Home » Mary Woolley's Weekly Letter » Saying no to the status quo

Saying no to the status quo

Dear Research Advocate:

In President Trump’s State of the Union address on Tuesday, there was little mention of research or innovation, although he noted that Americans aren’t satisfied with the status quo; they “…fill the world with art and music. They push the bounds of science and discovery.”

The president talked passionately about challenges that require overcoming the status quo. He spoke of fighting the opioid epidemic and “helping get treatment for those in need.” Treatment is absolutely essential, as is research. The Patient-Centered Outcomes Research Institute (PCORI) is funding critically important research to inform prevention, intervention, alternative pain treatment and other pieces of this complex puzzle. But PCORI can’t do it alone. NIH, CDC, AHRQ, FDA and NSF are some of the key federal agencies fueling solutions. House “Labor-H” Chairman Tom Cole (R-OK) has asserted that more funding to address this crisis is in the offing. We have made the case to the Chairman that these agencies are already stretched thin, much less do they have resources to spare; we must invest in heightened action to achieve life-saving results.

The president also discussed the need for an infrastructure package to revitalize our nation’s roads, bridges, and other physical assets. Pushing the boundaries of science and discovery connects to this goal in two important ways. First, advanced infrastructure is grounded in R&D. In a data-rich release of a recent survey commissioned by Research!America, a strong majority of Americans (81%) say it is important for President Trump to assign a high priority to putting science, technology and engineering to work to strengthen our nation’s infrastructure.  

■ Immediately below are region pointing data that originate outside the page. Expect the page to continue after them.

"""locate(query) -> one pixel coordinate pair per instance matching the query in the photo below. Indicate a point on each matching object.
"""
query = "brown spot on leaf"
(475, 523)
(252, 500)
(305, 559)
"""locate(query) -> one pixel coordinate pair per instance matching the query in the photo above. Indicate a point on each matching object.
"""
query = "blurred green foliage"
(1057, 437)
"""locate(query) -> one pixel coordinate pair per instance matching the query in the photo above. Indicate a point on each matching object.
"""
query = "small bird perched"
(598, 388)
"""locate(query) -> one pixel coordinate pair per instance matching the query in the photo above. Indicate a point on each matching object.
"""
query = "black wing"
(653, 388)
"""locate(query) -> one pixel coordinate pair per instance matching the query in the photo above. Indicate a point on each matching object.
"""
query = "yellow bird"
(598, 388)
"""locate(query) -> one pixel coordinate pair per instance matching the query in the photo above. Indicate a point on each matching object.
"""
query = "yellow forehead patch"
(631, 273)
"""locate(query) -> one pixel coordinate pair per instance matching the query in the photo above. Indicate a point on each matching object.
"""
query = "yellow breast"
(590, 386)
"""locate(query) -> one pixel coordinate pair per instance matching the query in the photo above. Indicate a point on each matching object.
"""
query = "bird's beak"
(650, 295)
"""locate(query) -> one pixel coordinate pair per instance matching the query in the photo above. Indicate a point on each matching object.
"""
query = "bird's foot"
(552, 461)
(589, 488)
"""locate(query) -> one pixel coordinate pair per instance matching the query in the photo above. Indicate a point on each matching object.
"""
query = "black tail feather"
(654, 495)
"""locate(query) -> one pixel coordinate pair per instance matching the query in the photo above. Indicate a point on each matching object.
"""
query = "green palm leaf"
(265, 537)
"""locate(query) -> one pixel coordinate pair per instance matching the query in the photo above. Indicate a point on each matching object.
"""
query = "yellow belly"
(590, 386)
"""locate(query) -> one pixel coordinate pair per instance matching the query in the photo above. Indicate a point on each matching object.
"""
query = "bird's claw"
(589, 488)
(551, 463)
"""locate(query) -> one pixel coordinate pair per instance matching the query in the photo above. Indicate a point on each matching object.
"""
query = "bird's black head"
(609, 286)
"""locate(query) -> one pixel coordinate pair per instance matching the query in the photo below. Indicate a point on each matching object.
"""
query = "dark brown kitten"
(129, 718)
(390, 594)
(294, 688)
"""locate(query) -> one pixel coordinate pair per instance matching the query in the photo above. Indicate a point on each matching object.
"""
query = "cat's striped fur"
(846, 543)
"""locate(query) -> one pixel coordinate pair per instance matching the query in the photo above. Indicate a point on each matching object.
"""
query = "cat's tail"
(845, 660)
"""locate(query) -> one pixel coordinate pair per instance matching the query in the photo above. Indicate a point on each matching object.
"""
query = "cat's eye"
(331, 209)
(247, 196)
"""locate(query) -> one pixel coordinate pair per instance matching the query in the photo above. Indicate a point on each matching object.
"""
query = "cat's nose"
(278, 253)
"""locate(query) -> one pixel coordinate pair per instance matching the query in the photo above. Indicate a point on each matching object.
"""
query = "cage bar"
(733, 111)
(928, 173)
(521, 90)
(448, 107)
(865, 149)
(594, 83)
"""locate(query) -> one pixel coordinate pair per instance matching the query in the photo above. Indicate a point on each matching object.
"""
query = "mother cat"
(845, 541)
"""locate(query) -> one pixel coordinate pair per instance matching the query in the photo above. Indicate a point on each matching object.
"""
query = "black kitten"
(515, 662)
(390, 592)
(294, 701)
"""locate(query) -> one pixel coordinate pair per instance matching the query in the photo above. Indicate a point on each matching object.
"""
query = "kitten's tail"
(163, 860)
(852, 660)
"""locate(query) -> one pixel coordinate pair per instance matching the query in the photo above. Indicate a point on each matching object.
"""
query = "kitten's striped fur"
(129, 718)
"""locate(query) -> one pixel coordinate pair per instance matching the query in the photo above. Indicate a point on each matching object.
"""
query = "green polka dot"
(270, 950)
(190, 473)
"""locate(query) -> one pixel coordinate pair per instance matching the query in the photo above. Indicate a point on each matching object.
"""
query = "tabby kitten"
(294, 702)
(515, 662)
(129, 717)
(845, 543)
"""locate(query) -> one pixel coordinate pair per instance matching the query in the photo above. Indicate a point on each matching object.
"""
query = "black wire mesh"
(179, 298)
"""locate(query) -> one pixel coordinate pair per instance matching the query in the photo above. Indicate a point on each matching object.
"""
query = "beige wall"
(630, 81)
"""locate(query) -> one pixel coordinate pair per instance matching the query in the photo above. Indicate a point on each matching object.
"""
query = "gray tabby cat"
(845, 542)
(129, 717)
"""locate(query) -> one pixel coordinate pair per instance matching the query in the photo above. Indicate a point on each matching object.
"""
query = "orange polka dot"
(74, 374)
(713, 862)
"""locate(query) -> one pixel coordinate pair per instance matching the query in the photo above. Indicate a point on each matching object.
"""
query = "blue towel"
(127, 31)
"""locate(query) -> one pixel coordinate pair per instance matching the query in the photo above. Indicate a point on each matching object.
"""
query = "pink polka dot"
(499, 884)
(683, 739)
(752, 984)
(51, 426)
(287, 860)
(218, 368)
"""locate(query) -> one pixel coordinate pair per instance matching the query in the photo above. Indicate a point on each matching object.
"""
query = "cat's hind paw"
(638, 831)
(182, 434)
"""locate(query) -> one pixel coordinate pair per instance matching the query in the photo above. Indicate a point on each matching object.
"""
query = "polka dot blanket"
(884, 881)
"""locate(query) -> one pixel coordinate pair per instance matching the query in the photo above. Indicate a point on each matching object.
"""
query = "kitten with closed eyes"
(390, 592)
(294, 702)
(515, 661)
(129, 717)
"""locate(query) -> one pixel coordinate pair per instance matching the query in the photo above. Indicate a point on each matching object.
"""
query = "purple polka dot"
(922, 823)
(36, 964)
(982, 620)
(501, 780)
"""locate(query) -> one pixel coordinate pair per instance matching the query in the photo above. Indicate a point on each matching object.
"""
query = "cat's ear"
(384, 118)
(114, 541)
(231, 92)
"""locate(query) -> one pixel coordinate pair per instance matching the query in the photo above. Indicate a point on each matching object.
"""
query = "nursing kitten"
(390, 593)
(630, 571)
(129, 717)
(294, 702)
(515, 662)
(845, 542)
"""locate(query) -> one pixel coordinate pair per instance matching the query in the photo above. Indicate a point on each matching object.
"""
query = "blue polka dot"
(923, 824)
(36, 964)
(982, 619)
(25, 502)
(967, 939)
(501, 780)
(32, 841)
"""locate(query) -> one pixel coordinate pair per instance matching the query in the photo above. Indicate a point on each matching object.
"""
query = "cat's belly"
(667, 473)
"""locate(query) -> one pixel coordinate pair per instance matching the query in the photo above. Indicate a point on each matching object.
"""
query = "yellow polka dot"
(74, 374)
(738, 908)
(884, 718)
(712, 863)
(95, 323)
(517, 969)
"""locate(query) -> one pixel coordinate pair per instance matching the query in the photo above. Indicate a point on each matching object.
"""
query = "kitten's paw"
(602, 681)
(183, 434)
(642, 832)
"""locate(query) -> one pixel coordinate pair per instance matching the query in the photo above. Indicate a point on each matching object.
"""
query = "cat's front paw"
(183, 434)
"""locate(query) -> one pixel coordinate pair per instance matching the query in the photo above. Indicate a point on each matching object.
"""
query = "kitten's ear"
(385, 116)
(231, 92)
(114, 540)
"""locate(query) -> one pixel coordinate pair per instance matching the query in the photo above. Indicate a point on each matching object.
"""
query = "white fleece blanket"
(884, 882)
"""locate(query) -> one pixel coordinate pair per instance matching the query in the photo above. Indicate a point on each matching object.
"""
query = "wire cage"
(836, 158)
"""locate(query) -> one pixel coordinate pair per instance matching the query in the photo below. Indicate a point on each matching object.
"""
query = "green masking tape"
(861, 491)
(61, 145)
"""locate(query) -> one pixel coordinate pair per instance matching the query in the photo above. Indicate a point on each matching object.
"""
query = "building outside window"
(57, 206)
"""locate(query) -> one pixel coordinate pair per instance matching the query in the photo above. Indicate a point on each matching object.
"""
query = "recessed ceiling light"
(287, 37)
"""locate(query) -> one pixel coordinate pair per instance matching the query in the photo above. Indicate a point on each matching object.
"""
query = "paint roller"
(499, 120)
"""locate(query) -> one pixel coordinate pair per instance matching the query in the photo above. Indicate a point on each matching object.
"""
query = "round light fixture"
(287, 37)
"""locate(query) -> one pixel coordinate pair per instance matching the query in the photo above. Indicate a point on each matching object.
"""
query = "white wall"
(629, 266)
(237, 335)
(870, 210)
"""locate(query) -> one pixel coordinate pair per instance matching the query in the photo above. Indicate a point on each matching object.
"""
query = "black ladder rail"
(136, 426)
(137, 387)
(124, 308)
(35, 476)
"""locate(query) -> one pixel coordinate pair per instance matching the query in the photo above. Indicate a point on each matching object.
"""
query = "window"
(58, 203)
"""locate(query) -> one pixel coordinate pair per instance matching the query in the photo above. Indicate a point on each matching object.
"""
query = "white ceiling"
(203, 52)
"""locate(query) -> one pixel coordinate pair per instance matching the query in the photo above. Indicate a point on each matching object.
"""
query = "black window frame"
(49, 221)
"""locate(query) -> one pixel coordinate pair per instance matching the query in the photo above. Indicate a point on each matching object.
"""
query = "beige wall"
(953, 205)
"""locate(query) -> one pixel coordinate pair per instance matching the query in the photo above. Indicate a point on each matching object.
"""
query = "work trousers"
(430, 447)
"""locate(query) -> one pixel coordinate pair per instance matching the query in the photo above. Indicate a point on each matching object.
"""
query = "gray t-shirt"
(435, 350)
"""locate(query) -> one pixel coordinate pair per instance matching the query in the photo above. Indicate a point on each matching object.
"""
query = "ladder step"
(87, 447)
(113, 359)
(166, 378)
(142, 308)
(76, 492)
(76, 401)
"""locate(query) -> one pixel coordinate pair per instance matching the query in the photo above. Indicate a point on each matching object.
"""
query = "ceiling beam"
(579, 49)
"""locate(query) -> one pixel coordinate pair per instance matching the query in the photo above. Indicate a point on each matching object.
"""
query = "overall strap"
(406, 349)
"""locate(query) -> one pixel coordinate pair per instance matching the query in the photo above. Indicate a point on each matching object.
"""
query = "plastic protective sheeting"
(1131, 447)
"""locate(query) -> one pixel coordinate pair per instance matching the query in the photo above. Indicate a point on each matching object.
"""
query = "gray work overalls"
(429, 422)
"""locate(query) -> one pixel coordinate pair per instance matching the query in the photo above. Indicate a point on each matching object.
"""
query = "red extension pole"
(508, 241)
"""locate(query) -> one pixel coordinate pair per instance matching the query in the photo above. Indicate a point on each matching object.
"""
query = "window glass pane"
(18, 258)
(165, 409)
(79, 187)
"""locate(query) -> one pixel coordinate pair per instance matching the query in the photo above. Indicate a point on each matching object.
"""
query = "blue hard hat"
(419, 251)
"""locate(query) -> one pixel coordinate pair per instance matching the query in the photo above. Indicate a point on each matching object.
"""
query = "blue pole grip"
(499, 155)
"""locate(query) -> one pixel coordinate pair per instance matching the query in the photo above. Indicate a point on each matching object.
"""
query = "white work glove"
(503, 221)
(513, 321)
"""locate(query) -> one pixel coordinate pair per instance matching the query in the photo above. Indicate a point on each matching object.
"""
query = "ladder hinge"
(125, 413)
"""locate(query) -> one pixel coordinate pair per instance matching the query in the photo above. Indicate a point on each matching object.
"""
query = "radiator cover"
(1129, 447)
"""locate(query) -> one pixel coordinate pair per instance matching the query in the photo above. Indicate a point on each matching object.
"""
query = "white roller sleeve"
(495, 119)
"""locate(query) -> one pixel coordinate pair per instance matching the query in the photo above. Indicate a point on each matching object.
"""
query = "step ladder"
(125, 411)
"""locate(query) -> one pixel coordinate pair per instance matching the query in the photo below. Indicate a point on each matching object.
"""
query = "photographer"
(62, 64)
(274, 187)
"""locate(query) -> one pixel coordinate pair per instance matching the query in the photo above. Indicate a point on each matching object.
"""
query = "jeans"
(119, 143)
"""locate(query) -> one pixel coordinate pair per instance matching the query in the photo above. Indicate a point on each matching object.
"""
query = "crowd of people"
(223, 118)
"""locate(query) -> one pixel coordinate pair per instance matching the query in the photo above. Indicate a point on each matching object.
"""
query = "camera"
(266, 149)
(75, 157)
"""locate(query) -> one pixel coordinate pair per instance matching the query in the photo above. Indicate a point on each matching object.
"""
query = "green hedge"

Second, R&D itself is infrastructure; it is the scaffolding that supports job-creating, prosperity-producing, innovation. Broad Institute President (and Research!America advocacy award past recipient) Eric Lander’s terrific opinion piece in The Boston Globe lays out the reasons we all should be uneasy about the status quo. Lander poses questions about U.S. R&D that, in their fundamentals, are equally applicable to our nation’s physical infrastructure: basically, can we live with the consequences of decline? Are we a nation determined to succeed and lead, or will we falter and fall behind?

Unlike infrastructure, the R&D questions are not receiving attention and debate by our elected representatives. This is especially concerning in light of a press release from China yesterday announcing plans to lead the world in science and innovation in the next 30 years. Today we sent a letter to House “CJS” Chairman Culberson (R-TX) and Ranking Member Serrano (D-NY) urging them to push for a deal to raise the caps and to allocate a proportional increase to the NSF budget.

As I discussed during an interview on Hawaii Public Radio, every day the budget stays flat and the caps stay in place we squander potentially life-saving progress. That’s a compelling reason to keep at advocacy. Research!America is running a geo-targeted Facebook ad campaign and new social media graphics to make the case for a budget deal. Please retweet and share on your social media pages.

The current CR expires on 2/8, one week from now. The longer this drags on, the more tempting it is to stand down. Don’t do it. Not so long ago, advocates refused to give up on the 21st Century Cures Act (21st CC) as the odds of passage grew longer and longer and longer. Today, 21st CC isn’t a longshot, it’s a law. Do not give up on a budget deal: fight for it.

I hope you will join us on March 14 in Washington, D.C. for our annual meeting and Advocacy Awards Dinner. We have an evening filled with remarkable awardees. I am thrilled to announce that Senator Susan Collins (R-ME) will receive the Edwin C. Whitehead Award for her steadfast commitment to leveraging research against Alzheimer’s disease and other deadly and debilitating health threats.  

During the dinner, we will also present the Isadore Rosenfeld Award for Impact on Public Opinion, named in honor of Dr. Rosenfeld, Emeritus Director and a founding board member of Research!America. Dr. Rosenfeld, a world-renowned cardiologist, died this week. As “America’s Doctor,” Isadore influenced countless physicians to treat patients with empathy and compassion, and spoke our forcefully about the value of biomedical, prevention and other crucial research to patients, the public broadly  and to public decision makers. His many fans remember him warmly and salute his legacy.